Soumyasri R

AVJ sat down with Pleasanton mayor candidate Karla Brown to get some further insight on what she plans to do as mayor, if elected.

Pleasanton mayor candidate Karla Brown promises to stand up for what is right for the community

Long-time city council member and proud local, Karla Brown is running for Pleasanton Mayor in the 2020 November election. Her campaign emphasizes working towards clean drinking water, supporting local businesses, and utilizing her efforts to slowly grow Pleasanton into its best version of itself. 

“So I think that’s because I really try to listen to the residents and stand up for what they want instead of telling them, no, this is what you want. You know, it’s a very different way to do leadership. I’m in charge and I know what you want versus what you want. You tell me and I’ll make it happen,” said Pleasanton Mayor Candidate Karla Brown. 

Water has always been a big issue throughout our lives in Pleasanton, and that is because there have been traces of Teflons and PFAS in the water. These chemicals are harmful to the body, and too much of it can cause liver damage, and more complications. 

“The important thing is I know a lot about water and a lot about water purification. And so we’re figuring out how to remove that. And one of our wells, we have three city wells and one of them has PFAS contamination. We shut it off as soon as we found it. It doesn’t provide water to anybody. Safety is number one always,” said Brown

Ever since COVID-19 started, many businesses have started to close down. With Pleasanton downtown holding many privately-owned business, Brown has contributed to these shops that hold upto 25 employees up to a $20,000 loan for them to keep open.

“So those are really important to me and I think to residents, too. They see downtown as like this window into the economic health of Pleasanton. And if you see it all boarded up or you see a lot of vacancies and and, you know, graffiti, you think, gosh, it’s just not a great quality place to live. So that’s what people really look at [in a] downtown. And it’s really meant that that eye into our economic health,” said Brown

Brown is very adamant about sticking to what residents want, and her goals for Pleasanton include her vision of improving the vibrancy of downtown, and having a slow expansion of our city. She talked about endorsements, and has laid down her new pledge regarding money from big companies. 

“I will not accept donations from builders or developers and aim to influence my votes. And I think that’s really important for you to know because you want independent decisions that are standing up for residents, not ones that have a cozy relationship with somebody [who] is trying to [start] a project in Pleasanton,” said Brown.
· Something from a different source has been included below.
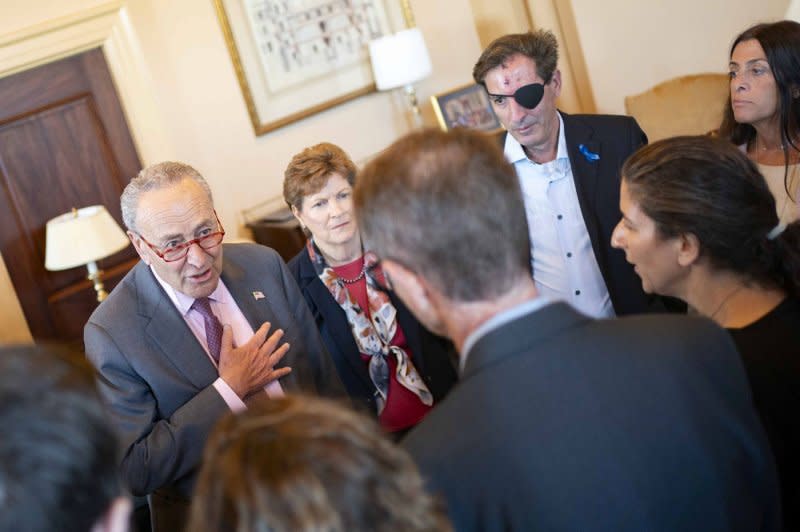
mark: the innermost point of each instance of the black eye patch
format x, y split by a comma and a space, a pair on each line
528, 96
Brown is passionate about improving the community, because though her actions are quick, they live on for years. She is a local resident, and her three daughters have also attended Foothill High School. 

“We have a really incredible community. It’s ranked it’s award winning. It’s ranked as one of the best downtowns. We’ve got some of the most highly qualified schools. And in Alameda County, I think Pleasanton is ranked number one in Alameda County for all our schools…we’re doing something right. Right? So let’s not mess it up. What we’re doing right, I think, is we’re doing carefully planned development and growth,” said Brown

Brown is breaking stereotypes as she runs, because if she does win, she will become the second female mayor of Pleasanton, after Jennifer Hosterman.
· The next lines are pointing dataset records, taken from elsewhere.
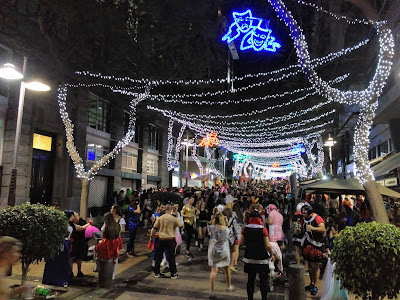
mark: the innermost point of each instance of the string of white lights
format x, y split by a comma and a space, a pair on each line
196, 160
73, 152
365, 98
361, 142
315, 62
279, 134
260, 143
229, 131
269, 121
178, 146
170, 143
“I’m a female and I’m running against all men. I’m the ninth female to ever be in city council and I will be the second female mayor while I’m elected mayor. Women should be there. I love that we are just as smart and, oftentimes, harder working, and oftentimes smarter. But we do take those leadership roles just as equally and half the time as men. So this is one of the opportunities I’m running for females in Pleasanton,” said Brown

Brown has won over the support from many Pleasanton residents and families, including former mayors Jennifer Hosterman and Frank Brandes. She works hard by being accessible to people who try to contact her. 

“I know I’m standing up for what’s right. I know I stand up for what most residents want in Pleasanton. So it’s that passion in that support that keeps me. I’m going forward and saying I’m doing the right thing,” said Brown

She compares the growth of a city like taking care of a garden: one needs to cut out the weeds regularly for the garden to really shine. 

“If you just let your yard grow and you don’t take care of it, it’ll be full of weeds. And the same is true. If we don’t watch it and watch it closely, people who just want to make money off of it will make their money and be gone and we’ll be left with the weeds. It’s really important. Tend our garden,” said Brown.